The normal right ventricle is a thin-walled and compliant structure that reacts poorly to pressure-overload. Levosimendan also dilates systemic and pulmonary blood vessels, possibly by opening adenosine triphosphate-dependent potassium channels.16,17 Decreased systemic pulmonary artery pressure is associated with vasodilatation in the pulmonary vascular bed and improved left ventricle function, and it can also help levosimendan improve RV function.

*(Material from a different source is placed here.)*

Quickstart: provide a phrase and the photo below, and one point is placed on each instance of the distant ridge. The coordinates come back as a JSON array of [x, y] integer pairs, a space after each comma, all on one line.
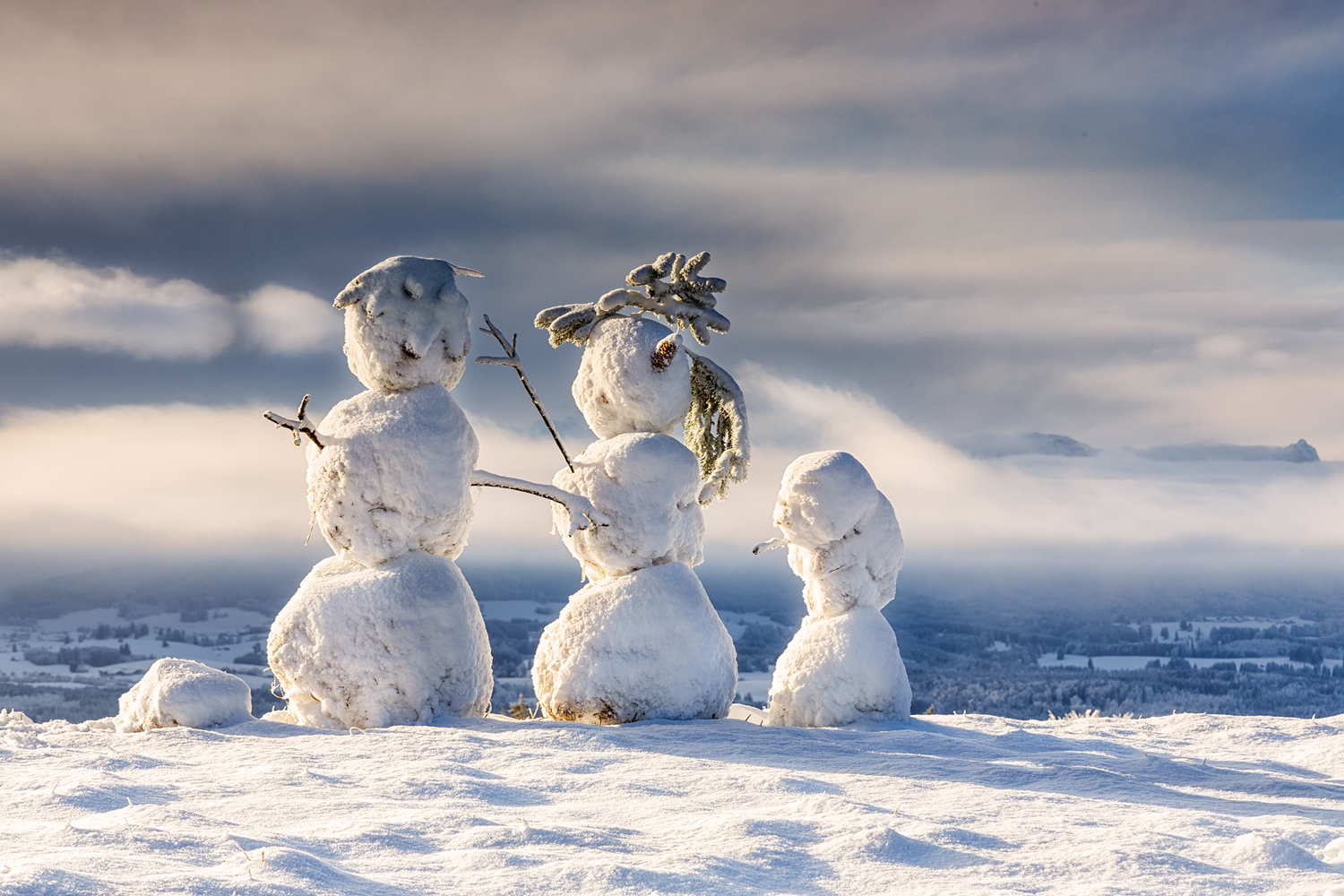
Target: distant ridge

Leather et al.18 showed that levosimendan not only improved the contractility of the right ventricle but also decreased pulmonary pressure numerically better than dobutamine in accordance with the findings of Yilmaz et al.7 Coddens et al.19 showed that selective pulmonary arterial vascular smooth muscle relaxation was probably not the most important mechanism to explain the unloading and improvement in RV function with dobutamine. We also think that levosimendan improves ventriculovascular coupling of the right ventricle, along with the dual benefits of pulmonary vasodilatation and improved RV systolic function.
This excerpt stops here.